Once an offer is made, however, a hiring manager can give the job candidate a test with disability-related questions or ask them to take a medical exam, said Jeanne Goldberg, a senior attorney advisor at the Equal Employment Opportunity Commission.

However, a job offer can only be rescinded "if the information reveals a person’s not qualified for the job, or poses a direct threat to safety,” she said.

Clearly, personality tests as a whole are not illegal and will likely remain part of the pre-employment landscape.

No matter how much job seekers dislike such assessments, they often will have to relent and take the tests or risk losing a job opportunity.

As for online applications, an applicant “could choose to answer the questions and then challenge them at some point” if indeed they feel the questions were disability related, said Chris Kuczynski, director of the ADA/GINA Policy Division at the Equal Employment Opportunity Commission.

Unfortunately, figuring that out isn’t easy.

For example, the online application for McDonald’s includes 35 questions for job seekers, and they range from the very job-specific to more general questions.

Here’s a sampling:

  • While you are on break, a customer spills a large drink in a busy area of the restaurant. Cleaning the floors is the job of another team member, but he is taking a customer's order. What would you do?
  • I am sometimes unkind to others.
  • I often lose my patience with others.
  • I dislike having several things to do on the same day.

The EEOC’s Goldberg said she didn’t see how answering the non-job related question would be deemed disability-related inquiries, which means they are permissible.

Indeed, employers can ask questions to see if your personality will do well in certain types of jobs, said Deniz Ones, a professor of psychology at the University of Minnesota who has studied such assessments.

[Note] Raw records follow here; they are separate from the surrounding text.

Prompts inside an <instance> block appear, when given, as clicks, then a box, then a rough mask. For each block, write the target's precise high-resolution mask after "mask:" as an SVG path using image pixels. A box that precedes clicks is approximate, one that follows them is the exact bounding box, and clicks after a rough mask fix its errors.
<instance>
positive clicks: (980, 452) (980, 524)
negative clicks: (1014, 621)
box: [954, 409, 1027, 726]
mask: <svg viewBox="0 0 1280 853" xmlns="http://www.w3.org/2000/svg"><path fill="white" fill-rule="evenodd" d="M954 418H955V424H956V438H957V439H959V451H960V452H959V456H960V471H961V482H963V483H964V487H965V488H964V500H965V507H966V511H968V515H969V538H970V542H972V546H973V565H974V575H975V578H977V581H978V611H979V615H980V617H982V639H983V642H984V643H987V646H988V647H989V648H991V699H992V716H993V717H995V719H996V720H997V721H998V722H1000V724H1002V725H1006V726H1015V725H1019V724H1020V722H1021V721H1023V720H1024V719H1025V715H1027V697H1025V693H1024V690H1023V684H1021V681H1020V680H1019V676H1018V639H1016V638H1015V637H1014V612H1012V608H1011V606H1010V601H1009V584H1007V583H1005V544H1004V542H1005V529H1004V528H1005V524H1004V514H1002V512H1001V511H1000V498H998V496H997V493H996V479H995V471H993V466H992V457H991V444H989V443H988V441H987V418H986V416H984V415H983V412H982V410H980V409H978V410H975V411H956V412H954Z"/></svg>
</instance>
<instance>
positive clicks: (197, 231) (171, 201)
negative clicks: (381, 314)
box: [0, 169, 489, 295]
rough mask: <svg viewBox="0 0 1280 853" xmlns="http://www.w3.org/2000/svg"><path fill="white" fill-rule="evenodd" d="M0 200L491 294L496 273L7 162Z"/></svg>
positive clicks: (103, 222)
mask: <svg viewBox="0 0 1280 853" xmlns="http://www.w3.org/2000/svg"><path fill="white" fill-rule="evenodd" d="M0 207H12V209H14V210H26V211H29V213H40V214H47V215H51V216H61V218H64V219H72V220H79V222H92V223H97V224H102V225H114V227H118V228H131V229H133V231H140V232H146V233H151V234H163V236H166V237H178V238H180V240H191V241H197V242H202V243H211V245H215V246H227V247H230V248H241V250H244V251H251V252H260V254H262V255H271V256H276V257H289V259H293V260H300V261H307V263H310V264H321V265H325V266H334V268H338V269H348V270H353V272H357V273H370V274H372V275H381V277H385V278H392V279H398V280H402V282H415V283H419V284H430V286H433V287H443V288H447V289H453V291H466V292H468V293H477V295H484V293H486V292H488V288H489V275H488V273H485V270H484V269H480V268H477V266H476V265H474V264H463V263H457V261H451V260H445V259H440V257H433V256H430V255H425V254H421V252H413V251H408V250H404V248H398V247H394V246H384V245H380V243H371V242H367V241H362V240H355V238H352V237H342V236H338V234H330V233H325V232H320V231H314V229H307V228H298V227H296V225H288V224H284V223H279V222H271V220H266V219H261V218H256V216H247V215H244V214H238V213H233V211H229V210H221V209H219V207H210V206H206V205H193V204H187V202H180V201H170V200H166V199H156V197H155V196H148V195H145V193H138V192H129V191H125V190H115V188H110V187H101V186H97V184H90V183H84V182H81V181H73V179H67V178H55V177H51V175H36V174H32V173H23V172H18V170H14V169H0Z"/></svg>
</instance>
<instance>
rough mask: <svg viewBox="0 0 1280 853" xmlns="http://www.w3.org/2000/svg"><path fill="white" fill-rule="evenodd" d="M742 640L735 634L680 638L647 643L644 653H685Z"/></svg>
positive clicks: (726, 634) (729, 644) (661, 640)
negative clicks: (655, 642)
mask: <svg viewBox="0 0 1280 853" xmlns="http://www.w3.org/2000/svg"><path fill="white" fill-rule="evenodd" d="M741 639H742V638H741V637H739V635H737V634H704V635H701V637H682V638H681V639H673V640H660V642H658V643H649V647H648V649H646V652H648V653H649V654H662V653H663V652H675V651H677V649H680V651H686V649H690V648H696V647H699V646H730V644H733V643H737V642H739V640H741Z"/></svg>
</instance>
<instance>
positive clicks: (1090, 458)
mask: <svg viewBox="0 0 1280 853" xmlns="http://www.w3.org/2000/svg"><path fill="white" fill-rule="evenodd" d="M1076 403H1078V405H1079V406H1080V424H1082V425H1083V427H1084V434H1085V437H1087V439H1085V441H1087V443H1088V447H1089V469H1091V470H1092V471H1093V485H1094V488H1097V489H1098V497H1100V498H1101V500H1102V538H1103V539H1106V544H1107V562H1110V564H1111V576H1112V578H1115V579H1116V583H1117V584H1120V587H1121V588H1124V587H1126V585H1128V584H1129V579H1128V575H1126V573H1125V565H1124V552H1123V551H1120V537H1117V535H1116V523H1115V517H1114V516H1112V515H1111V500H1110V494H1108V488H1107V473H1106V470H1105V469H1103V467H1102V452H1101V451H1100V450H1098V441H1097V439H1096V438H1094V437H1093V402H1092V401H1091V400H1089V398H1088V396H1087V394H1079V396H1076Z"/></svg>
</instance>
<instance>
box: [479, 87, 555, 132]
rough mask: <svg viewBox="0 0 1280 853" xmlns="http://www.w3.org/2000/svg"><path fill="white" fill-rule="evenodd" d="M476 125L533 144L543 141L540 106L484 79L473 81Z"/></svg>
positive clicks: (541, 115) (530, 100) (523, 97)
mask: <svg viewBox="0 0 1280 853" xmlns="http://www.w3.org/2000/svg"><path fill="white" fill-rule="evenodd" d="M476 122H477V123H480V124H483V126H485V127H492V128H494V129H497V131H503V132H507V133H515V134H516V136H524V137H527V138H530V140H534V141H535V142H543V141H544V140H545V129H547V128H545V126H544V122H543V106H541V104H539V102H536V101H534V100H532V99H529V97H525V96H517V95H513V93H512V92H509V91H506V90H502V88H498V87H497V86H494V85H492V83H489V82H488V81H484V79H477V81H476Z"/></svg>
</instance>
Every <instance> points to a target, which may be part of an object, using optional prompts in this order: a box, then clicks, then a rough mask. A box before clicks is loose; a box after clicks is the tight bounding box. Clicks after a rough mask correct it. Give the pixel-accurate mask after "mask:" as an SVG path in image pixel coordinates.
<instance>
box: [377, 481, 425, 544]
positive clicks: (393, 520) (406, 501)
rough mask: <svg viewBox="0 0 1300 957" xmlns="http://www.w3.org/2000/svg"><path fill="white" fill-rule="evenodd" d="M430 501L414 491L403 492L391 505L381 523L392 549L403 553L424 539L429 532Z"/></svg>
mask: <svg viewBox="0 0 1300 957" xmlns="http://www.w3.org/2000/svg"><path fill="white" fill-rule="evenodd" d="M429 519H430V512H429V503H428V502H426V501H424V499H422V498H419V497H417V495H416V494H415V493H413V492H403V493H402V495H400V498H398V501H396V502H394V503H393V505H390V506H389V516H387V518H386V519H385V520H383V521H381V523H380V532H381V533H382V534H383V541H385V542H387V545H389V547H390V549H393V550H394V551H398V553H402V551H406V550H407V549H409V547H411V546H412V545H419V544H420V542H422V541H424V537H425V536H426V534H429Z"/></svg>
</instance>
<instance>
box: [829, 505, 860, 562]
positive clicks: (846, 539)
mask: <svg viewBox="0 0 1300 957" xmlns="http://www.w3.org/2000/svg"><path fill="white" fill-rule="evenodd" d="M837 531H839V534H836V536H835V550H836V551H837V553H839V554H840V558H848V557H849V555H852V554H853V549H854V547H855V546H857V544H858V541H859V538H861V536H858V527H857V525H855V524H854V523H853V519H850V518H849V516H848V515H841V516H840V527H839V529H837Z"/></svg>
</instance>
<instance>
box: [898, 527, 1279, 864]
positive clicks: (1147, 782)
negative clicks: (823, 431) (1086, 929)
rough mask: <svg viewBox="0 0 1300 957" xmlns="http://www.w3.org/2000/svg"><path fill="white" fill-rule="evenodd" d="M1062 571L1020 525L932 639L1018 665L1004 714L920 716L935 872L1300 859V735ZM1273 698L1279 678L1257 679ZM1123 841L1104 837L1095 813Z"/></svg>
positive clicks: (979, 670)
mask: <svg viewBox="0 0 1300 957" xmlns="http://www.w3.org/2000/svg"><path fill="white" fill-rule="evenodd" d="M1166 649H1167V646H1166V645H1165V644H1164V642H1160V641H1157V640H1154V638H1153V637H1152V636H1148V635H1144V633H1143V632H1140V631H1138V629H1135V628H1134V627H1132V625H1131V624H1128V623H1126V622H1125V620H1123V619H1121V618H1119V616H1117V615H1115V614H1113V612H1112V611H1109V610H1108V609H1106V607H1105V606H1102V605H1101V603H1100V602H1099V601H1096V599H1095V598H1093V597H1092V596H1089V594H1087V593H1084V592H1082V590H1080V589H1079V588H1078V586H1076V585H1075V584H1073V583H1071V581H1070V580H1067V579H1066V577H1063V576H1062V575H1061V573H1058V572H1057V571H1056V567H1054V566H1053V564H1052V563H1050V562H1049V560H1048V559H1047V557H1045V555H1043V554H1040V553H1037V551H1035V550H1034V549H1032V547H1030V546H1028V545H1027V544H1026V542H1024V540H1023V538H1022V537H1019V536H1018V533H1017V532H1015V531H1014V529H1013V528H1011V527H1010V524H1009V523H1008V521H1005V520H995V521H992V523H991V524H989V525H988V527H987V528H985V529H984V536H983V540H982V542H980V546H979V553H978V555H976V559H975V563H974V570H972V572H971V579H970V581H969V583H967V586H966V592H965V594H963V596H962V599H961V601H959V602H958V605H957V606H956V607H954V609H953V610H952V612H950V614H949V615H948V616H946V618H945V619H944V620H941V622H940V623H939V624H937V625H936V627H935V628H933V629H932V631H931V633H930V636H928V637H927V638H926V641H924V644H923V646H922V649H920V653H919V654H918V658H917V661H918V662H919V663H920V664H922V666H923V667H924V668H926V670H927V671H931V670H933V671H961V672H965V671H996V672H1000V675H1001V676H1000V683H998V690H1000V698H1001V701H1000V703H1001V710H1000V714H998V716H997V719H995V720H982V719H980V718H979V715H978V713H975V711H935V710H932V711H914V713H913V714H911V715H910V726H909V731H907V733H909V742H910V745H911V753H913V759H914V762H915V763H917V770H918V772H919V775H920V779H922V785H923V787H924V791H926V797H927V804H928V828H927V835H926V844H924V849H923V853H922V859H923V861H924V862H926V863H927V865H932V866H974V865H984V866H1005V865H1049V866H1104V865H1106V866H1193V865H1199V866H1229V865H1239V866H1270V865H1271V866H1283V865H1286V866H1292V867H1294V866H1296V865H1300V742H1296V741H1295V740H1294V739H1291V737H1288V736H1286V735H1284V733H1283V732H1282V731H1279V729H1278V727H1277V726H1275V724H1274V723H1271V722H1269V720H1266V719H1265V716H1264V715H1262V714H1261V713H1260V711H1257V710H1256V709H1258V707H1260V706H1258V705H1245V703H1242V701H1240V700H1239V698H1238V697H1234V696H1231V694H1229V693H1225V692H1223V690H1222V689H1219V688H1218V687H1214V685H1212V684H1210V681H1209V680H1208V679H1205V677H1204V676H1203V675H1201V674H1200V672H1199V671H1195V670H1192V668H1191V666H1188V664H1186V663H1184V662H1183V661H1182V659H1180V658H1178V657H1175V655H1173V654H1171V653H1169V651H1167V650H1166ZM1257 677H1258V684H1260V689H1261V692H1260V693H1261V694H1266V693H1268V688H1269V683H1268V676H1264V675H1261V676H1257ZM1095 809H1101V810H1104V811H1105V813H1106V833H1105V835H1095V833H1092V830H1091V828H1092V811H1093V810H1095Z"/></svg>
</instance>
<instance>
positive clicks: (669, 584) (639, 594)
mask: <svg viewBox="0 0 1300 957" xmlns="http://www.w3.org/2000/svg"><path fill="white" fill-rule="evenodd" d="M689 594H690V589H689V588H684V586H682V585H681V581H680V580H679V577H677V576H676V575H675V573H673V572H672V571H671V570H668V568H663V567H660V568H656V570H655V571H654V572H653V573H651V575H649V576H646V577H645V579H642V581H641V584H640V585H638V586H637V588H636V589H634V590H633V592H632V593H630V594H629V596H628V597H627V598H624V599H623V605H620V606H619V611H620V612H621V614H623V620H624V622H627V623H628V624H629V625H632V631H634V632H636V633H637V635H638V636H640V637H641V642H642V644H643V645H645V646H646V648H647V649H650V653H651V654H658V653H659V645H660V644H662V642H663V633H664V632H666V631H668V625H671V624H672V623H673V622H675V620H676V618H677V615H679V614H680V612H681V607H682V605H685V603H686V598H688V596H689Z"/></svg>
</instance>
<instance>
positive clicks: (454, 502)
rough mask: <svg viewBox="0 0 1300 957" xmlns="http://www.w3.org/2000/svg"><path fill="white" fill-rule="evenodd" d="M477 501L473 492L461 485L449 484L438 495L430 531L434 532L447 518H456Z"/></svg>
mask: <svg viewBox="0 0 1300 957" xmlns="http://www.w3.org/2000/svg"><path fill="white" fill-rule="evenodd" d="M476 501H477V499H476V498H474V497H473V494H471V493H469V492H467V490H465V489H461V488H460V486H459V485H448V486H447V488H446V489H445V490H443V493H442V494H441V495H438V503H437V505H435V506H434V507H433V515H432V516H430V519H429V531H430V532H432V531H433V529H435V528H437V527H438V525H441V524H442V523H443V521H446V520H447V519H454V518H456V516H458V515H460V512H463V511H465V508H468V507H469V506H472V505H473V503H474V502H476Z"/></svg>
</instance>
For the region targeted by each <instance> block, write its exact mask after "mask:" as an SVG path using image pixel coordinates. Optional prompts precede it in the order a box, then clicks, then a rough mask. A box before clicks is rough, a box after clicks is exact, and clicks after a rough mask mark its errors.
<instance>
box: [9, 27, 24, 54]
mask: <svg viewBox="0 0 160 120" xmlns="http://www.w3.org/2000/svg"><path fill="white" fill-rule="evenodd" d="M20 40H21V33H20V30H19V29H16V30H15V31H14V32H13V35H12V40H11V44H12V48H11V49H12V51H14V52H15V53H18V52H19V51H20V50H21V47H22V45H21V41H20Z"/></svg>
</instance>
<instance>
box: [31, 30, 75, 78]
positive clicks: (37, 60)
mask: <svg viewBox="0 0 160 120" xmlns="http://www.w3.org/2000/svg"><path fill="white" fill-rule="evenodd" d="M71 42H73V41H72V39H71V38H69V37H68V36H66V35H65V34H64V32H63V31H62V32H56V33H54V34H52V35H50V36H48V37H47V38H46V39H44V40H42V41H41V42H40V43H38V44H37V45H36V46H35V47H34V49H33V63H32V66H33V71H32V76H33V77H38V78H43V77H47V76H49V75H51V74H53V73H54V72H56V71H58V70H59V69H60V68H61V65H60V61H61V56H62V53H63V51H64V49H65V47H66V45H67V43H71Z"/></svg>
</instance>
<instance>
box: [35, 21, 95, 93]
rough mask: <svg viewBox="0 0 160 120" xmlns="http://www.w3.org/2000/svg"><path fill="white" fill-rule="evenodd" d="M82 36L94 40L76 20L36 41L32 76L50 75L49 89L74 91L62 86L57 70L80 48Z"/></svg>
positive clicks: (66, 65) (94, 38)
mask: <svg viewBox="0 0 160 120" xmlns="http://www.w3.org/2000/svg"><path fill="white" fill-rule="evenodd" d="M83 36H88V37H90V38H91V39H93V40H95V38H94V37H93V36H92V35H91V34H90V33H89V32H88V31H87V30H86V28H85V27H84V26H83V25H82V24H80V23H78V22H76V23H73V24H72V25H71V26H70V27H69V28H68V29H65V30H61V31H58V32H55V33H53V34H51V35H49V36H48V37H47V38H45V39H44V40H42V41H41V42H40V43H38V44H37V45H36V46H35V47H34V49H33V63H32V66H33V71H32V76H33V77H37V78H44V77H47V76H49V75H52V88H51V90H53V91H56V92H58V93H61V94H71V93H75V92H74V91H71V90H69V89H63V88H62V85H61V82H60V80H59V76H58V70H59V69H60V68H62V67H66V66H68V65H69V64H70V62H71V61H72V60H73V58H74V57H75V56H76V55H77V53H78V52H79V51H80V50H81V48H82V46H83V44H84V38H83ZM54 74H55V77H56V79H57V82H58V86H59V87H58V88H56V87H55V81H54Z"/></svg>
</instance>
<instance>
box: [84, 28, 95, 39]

“Any test worth its salt, it should not and will not disqualify individuals disproportionately who have mental disorders and emotional problems,” she said.

The ACLU’s Brown disagreed.

“A lot of these standardized testing procedures are weeding devices and ones without any meaning,” he said. “I generally have an aversion to any types of standardized tests promoting a panacea that doesn’t exist. Employers are always looking for the magic test.”

In the end, he said, people have to decide if these are the types of companies they want to work for.